Namens de verdachte is tegen het vonnis hoger beroep ingesteld.
4. Beslissing op verzoek subsidiair verweer
Ter terechtzitting in hoger beroep van 12 mei 2003 heeft de raadsman van de verdachte primair een verzoek gedaan strekkende tot het horen ter terechtzitting dan wel door de rechter-commissaris van [naam] en de zaaksofficier van justitie mr. [naam] als getuigen. Subsidiair heeft de raadsman betoogd dat het openbaar ministerie niet-ontvankelijk in de vervolging van de verdachte dient te worden verklaard. De raadsman heeft ter onderbouwing hiervan aangevoerd hetgeen staat vermeld in zijn op de terechtzitting aan het hof overgelegde pleitaantekeningen
Het hof is van oordeel dat in het onderzoek geen feiten en omstandigheden aannemelijk zijn geworden die tot de conclusie zouden dienen te leiden dat de medeverdachte [naam] in de onderhavige zaak is opgetreden als informant, zoals door de raadsman geopperd. Aldus ontbreekt de noodzaak tot het alsnog horen, dan wel doen horen door de rechter-commissaris, van [naam] en/of de zaaksofficier mr. [naam]. Het hof verwijst hierbij, nu er door de raadsman geen nieuwe feiten of omstandigheden naar voren zijn gebracht die tot een andere oordeel zouden dienen te leiden, naar hetgeen het hof hieromtrent heeft overwogen en beslist op de terechtzittingen van 26 maart 2003 en 12 mei 2003. Het hof wijst derhalve het verzoek van de raadsman af.
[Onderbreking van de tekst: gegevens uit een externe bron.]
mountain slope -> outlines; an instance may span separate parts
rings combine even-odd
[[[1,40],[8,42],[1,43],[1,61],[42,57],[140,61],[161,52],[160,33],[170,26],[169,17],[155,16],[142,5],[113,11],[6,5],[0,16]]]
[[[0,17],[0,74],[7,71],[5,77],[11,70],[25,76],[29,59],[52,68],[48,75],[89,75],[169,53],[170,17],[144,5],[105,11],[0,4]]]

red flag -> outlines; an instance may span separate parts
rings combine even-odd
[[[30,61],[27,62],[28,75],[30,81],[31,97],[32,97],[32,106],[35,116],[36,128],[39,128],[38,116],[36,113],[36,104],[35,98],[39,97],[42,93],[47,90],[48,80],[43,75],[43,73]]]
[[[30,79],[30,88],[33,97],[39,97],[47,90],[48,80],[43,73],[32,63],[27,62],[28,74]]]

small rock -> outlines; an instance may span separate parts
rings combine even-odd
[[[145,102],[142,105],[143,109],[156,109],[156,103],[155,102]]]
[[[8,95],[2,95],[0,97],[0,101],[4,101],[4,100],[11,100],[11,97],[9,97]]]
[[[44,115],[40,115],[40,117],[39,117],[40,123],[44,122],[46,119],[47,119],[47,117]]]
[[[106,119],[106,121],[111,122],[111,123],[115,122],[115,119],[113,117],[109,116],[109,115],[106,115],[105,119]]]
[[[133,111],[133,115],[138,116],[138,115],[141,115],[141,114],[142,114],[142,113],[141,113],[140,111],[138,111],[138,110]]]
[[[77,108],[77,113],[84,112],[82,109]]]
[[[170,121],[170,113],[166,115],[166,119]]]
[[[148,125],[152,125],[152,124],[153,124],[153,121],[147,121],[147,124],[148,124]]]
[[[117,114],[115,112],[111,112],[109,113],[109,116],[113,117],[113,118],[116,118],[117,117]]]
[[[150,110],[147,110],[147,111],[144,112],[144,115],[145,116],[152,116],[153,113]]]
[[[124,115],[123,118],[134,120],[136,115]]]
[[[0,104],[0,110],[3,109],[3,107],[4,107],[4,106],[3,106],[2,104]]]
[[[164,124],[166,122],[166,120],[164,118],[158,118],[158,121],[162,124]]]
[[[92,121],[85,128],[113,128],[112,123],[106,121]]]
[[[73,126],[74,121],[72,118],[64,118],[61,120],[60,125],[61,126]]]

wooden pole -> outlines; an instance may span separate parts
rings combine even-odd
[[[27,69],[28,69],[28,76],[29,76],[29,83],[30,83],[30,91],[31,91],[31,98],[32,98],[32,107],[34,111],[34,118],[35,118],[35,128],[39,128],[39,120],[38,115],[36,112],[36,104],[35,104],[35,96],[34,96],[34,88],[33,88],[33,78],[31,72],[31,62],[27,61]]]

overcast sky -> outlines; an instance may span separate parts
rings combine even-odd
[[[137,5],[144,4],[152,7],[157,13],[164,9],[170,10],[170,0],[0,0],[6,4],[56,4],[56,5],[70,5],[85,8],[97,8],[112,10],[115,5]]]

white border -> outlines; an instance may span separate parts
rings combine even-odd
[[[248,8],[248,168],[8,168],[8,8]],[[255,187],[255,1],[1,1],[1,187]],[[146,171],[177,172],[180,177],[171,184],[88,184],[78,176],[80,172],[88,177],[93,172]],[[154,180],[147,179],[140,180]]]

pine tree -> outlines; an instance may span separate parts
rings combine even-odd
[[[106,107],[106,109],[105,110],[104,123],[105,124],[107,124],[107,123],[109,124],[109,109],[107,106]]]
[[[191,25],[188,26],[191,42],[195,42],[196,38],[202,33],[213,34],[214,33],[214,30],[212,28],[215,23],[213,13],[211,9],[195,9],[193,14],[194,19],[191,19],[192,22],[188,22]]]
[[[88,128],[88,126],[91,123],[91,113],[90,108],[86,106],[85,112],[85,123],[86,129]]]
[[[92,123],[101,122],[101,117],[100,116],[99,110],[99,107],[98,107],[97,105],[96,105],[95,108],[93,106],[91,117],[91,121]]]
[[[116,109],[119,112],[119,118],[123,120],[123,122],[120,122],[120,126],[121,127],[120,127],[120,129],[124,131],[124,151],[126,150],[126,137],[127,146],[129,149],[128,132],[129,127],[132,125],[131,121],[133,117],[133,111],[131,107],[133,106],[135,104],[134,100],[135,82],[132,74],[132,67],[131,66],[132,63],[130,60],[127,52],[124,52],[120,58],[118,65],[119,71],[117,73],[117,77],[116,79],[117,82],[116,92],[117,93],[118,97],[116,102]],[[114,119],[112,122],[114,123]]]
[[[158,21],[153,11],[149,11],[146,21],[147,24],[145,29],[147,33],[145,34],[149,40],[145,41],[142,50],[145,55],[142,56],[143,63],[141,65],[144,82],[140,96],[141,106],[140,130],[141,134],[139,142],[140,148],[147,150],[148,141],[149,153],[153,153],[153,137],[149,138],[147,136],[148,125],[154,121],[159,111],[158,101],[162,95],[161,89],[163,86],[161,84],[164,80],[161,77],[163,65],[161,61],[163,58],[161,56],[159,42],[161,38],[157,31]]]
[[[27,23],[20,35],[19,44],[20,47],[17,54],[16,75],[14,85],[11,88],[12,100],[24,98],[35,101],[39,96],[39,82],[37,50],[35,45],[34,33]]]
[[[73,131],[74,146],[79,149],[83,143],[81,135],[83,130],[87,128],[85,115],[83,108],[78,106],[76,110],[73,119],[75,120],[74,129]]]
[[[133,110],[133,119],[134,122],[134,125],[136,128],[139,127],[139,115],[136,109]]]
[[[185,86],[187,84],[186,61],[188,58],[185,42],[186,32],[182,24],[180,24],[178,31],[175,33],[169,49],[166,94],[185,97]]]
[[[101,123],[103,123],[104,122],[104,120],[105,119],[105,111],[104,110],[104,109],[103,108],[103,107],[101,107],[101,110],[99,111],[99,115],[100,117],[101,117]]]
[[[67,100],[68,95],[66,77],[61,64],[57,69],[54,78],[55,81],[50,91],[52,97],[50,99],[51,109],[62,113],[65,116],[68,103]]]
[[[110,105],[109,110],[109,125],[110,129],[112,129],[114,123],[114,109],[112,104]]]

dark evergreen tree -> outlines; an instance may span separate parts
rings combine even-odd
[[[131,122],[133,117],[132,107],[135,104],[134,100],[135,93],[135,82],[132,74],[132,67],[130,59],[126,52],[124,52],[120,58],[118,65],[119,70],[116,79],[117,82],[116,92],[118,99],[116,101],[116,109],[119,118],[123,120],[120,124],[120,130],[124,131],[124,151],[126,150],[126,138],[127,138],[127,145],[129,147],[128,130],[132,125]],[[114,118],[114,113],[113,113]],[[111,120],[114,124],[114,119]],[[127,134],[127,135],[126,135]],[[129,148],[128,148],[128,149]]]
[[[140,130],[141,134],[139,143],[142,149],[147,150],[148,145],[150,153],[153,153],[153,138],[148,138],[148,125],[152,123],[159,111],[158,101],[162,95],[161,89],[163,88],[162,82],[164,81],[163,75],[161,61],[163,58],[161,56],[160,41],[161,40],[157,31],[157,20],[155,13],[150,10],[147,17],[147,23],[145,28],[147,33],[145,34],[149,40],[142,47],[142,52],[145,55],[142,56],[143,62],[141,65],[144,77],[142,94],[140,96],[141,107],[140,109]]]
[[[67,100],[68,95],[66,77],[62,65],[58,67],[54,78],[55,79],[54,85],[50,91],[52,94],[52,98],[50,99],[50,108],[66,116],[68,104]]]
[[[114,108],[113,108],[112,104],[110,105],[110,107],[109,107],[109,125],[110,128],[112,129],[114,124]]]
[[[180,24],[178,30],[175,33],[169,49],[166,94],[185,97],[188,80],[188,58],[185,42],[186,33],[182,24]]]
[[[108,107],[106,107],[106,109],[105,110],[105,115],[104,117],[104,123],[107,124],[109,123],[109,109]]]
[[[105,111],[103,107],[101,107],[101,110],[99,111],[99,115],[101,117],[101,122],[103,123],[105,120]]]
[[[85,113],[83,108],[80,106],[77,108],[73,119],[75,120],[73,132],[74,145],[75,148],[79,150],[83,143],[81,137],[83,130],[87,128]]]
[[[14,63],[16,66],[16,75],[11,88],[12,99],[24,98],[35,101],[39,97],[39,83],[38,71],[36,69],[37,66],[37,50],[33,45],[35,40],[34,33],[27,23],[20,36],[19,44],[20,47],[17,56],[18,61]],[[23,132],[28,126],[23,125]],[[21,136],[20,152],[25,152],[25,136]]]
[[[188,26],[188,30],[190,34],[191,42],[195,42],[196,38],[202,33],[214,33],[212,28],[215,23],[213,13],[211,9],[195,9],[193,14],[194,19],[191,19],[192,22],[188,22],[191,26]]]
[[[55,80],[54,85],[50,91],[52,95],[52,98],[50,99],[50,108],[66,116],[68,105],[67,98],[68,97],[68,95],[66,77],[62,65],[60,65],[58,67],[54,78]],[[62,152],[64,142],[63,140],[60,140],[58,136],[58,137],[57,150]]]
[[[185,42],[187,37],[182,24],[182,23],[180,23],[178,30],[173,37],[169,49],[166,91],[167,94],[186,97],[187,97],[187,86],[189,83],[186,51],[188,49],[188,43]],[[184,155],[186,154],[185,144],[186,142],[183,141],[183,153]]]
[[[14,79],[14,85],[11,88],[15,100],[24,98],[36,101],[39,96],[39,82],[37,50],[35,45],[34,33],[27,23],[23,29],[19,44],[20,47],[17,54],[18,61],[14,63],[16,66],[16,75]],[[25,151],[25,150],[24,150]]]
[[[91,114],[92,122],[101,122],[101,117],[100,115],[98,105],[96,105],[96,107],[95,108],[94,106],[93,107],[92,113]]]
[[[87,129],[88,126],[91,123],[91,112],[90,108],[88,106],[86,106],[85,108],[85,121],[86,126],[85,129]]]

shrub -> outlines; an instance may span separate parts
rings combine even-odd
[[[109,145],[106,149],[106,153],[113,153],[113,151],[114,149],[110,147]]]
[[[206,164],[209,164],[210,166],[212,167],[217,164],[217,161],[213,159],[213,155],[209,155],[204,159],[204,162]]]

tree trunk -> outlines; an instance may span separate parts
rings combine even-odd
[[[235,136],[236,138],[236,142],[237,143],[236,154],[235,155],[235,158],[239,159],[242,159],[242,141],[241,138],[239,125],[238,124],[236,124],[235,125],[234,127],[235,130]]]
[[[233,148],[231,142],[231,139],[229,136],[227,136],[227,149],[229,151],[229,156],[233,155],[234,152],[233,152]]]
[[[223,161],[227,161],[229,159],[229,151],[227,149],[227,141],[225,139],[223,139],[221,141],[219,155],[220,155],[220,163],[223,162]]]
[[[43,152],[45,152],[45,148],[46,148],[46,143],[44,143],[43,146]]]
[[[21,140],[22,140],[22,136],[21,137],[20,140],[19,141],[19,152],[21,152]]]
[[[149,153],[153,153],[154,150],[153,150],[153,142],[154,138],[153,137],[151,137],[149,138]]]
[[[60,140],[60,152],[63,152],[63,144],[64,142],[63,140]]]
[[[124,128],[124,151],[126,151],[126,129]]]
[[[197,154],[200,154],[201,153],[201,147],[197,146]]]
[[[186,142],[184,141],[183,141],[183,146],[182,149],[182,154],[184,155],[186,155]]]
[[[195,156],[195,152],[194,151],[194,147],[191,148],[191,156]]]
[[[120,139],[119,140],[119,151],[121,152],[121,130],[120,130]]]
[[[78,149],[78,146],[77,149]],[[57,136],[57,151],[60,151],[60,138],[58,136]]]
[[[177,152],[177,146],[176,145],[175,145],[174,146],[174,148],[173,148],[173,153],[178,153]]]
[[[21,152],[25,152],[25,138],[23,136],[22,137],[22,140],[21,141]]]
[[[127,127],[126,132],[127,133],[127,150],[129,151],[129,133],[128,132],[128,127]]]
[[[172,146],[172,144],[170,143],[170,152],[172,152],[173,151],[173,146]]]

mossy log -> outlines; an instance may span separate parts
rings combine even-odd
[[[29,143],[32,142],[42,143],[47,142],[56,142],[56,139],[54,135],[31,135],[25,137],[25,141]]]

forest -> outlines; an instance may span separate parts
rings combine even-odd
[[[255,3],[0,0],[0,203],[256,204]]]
Het hof is voorts van oordeel dat, gezien de vorengeschetste stand van zaken, afwijzing van het onderwerpelijke verzoek van de raadsman niet vermag te leiden tot niet-ontvankelijkheid van het openbaar ministerie dan wel tot één der andere rechtsgevolgen genoemd in artikel 359a van het Wetboek van Strafvordering. Het hof verwerpt derhalve dit verweer.
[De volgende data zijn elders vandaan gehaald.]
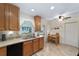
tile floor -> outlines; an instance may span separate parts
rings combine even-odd
[[[56,46],[53,43],[45,43],[44,49],[38,51],[33,56],[76,56],[78,48],[60,44]]]

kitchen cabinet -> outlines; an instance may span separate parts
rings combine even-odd
[[[19,30],[19,8],[8,3],[0,3],[0,31]]]
[[[7,46],[7,56],[22,56],[23,43],[17,43]]]
[[[35,31],[41,31],[41,17],[34,16],[34,22],[35,22]]]
[[[33,42],[32,42],[32,40],[24,42],[23,55],[30,56],[32,54],[33,54]]]
[[[33,40],[33,53],[39,50],[39,40],[36,38]]]
[[[6,47],[0,48],[0,56],[6,56]]]
[[[42,49],[44,47],[44,37],[39,38],[39,49]]]
[[[0,3],[0,31],[5,30],[4,4]]]

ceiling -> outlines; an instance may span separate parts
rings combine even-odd
[[[20,10],[31,16],[40,15],[43,19],[54,19],[59,15],[63,16],[79,16],[78,3],[16,3]],[[54,6],[53,10],[50,7]],[[31,11],[31,9],[35,11]]]

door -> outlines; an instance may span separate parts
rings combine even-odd
[[[33,53],[35,53],[39,50],[39,43],[38,42],[39,42],[38,39],[33,40]]]
[[[65,23],[65,43],[78,47],[78,23],[69,22]]]

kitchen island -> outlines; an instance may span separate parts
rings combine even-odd
[[[18,46],[20,46],[18,49],[21,48],[21,54],[19,55],[20,52],[18,52],[18,54],[15,55],[17,52],[13,53],[12,51],[14,50],[18,51],[18,49],[16,49]],[[37,51],[43,49],[43,47],[44,47],[44,37],[34,37],[34,38],[28,38],[28,39],[14,38],[11,40],[0,42],[0,51],[1,51],[0,56],[7,56],[7,55],[8,56],[21,56],[21,55],[30,56],[36,53]]]

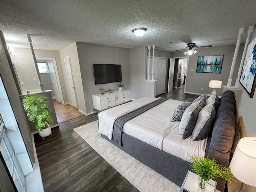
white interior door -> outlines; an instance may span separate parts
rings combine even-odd
[[[60,92],[58,84],[58,81],[57,80],[57,77],[56,77],[56,72],[55,70],[55,66],[53,63],[53,61],[48,61],[48,67],[49,67],[49,71],[51,75],[51,78],[52,84],[52,85],[54,90],[55,93],[55,98],[56,100],[58,102],[62,104],[62,101],[61,100],[61,97],[60,96]]]
[[[168,78],[168,91],[167,91],[167,92],[168,93],[172,91],[175,62],[175,59],[174,58],[170,58],[170,68],[169,69],[169,77]]]
[[[76,101],[76,91],[75,90],[75,86],[74,83],[74,78],[73,78],[73,73],[72,72],[72,68],[71,68],[71,62],[70,62],[70,57],[69,56],[64,58],[65,66],[66,66],[66,72],[68,76],[68,88],[70,93],[71,97],[72,105],[77,108],[77,102]]]

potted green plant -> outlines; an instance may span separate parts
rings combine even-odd
[[[52,112],[47,104],[48,102],[46,97],[39,97],[36,94],[26,95],[22,100],[28,120],[34,123],[36,130],[43,138],[52,134],[49,123],[53,123],[53,120],[50,116]]]
[[[100,88],[100,93],[101,95],[104,94],[104,89],[103,89],[103,88]]]
[[[118,90],[119,91],[122,91],[123,88],[124,88],[124,84],[122,84],[120,82],[120,83],[117,84],[117,86],[118,87]]]
[[[214,158],[212,160],[208,157],[202,159],[195,156],[190,156],[191,158],[192,170],[198,174],[198,188],[201,191],[204,191],[206,184],[211,179],[222,178],[231,183],[232,181],[235,181],[232,178],[230,168],[228,167],[223,167],[217,164],[218,162]]]

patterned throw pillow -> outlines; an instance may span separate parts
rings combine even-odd
[[[206,93],[204,93],[202,95],[200,95],[198,97],[195,99],[193,103],[194,103],[195,102],[197,102],[198,101],[202,101],[202,106],[203,107],[204,106],[204,104],[205,104],[205,102],[208,98],[208,96],[207,96],[207,94]]]
[[[180,121],[181,118],[182,117],[182,115],[186,109],[192,104],[192,103],[191,102],[185,101],[182,104],[179,105],[173,113],[172,118],[172,119],[171,122]]]

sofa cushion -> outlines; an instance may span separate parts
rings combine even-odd
[[[191,135],[203,103],[202,100],[193,103],[185,110],[179,128],[179,132],[183,135],[183,139]]]
[[[192,104],[191,102],[185,101],[181,105],[179,105],[173,113],[171,122],[180,121],[184,112],[188,107]]]

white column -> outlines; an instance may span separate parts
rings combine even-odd
[[[44,92],[44,85],[43,85],[43,83],[42,82],[41,76],[40,75],[39,70],[38,69],[38,67],[37,65],[37,62],[36,62],[36,55],[35,55],[35,52],[34,51],[34,48],[33,47],[33,46],[32,45],[32,40],[31,40],[31,36],[30,35],[27,35],[27,37],[28,38],[28,42],[29,42],[29,46],[30,47],[30,50],[31,51],[31,53],[32,54],[33,60],[34,61],[34,64],[35,66],[35,68],[36,68],[36,73],[37,74],[37,77],[38,78],[38,81],[39,81],[39,84],[40,85],[40,87],[41,88],[41,90],[42,92]]]
[[[156,48],[156,46],[153,45],[152,47],[153,47],[153,56],[152,57],[152,76],[151,80],[154,80],[154,64],[155,60],[155,48]]]
[[[242,73],[242,70],[243,68],[243,65],[244,64],[244,59],[245,58],[245,55],[246,54],[246,50],[247,50],[247,47],[248,45],[250,42],[250,40],[251,36],[251,33],[253,31],[253,28],[254,25],[250,26],[248,29],[248,34],[247,34],[247,38],[246,38],[246,41],[245,42],[245,45],[244,45],[244,52],[243,52],[243,56],[242,57],[242,60],[241,60],[241,62],[240,63],[240,66],[239,67],[239,70],[238,71],[238,73],[237,75],[237,78],[236,80],[236,84],[235,84],[235,87],[239,86],[239,81],[240,80],[240,76],[241,76],[241,73]]]
[[[151,47],[150,45],[149,45],[148,47],[148,80],[150,80],[150,48]]]
[[[227,86],[231,86],[231,82],[232,82],[232,77],[234,74],[234,70],[235,68],[236,65],[236,58],[237,58],[237,55],[238,53],[239,50],[239,47],[240,46],[240,43],[241,43],[241,35],[244,32],[244,28],[240,28],[239,30],[239,33],[238,34],[238,38],[237,39],[236,42],[236,49],[235,50],[235,53],[233,57],[233,61],[232,61],[232,65],[231,65],[231,68],[230,72],[229,73],[229,78],[228,80],[228,84]]]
5. Beoordeling van het vonnis
Het vonnis waarvan beroep kan niet in stand blijven omdat het hof zich daarmee niet verenigt.
Naar het oordeel van het hof is niet wettig en overtuigend bewezen hetgeen aan de verdachte onder 1 primair is tenlastegelegd.
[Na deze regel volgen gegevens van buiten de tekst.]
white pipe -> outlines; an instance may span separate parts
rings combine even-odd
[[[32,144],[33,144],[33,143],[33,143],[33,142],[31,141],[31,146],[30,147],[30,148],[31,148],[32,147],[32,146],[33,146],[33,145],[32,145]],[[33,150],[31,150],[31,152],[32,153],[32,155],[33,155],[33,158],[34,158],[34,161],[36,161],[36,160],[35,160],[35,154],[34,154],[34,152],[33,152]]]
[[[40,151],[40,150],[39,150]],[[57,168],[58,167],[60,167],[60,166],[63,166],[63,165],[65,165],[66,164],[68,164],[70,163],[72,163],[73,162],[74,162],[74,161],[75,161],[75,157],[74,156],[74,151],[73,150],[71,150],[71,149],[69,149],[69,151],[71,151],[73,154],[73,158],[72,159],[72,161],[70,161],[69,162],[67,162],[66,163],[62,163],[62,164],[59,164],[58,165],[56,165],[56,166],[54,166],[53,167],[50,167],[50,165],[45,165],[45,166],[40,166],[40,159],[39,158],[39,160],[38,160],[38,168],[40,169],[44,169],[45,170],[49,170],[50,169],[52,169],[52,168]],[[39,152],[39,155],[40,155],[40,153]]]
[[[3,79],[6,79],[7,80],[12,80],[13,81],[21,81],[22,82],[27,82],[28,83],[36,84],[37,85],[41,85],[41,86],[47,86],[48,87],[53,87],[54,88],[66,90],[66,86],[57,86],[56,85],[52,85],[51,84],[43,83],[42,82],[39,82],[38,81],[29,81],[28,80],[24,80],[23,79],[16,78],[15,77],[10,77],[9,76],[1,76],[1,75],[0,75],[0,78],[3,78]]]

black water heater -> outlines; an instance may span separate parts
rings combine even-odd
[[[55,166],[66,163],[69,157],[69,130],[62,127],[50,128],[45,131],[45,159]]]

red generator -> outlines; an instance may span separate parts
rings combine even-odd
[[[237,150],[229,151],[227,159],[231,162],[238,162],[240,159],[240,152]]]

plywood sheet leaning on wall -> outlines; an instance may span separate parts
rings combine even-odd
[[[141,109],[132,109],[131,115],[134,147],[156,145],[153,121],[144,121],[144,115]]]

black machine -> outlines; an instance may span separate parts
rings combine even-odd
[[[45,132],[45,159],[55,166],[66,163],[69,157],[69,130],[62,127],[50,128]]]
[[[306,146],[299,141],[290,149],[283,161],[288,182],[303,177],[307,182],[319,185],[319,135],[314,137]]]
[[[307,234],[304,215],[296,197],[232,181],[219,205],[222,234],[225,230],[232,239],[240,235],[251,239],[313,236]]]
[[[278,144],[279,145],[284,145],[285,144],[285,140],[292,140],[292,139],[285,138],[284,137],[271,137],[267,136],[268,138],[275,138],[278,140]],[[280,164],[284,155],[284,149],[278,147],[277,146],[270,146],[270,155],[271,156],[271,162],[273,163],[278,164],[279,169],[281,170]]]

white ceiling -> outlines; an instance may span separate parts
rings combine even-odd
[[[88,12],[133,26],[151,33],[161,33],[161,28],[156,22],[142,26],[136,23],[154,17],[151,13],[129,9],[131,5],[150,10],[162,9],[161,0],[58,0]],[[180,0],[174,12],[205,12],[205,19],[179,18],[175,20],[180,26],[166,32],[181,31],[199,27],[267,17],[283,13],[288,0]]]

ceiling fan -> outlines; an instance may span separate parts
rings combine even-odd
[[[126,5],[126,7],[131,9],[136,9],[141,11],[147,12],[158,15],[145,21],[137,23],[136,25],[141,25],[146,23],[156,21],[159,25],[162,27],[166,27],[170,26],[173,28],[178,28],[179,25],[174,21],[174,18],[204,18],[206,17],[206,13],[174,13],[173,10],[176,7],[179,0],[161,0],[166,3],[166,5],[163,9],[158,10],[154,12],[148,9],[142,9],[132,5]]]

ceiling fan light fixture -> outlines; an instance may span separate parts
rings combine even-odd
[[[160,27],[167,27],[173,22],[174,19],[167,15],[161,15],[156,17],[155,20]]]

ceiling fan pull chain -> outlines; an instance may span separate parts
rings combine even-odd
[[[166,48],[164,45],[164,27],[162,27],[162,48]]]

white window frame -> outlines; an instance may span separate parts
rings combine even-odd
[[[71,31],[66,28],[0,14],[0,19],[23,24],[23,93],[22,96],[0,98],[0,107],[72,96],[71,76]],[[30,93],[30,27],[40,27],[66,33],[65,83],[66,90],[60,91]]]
De verdachte moet derhalve hiervan worden vrijgesproken.
Het hof acht wettig en overtuigend bewezen dat de verdachte het onder 1 subsidiair, 2 primair, 3 primair en 4 tenlastegelegde heeft begaan op de wijze als is vermeld in de hierna ingevoegde bijlage die van dit arrest deel uitmaakt.
dat
1. hij op 31 mei 2001 te ’s-Gravenhage en elders in Nederland tezamen en in vereniging met anderen, opzettelijk heeft afgeleverd en vervoerd, een hoeveelheid van een materiaal bevattende heroïne, zijnde heroïne een middel vermeld op de bij de Opiumwet behorende lijst I.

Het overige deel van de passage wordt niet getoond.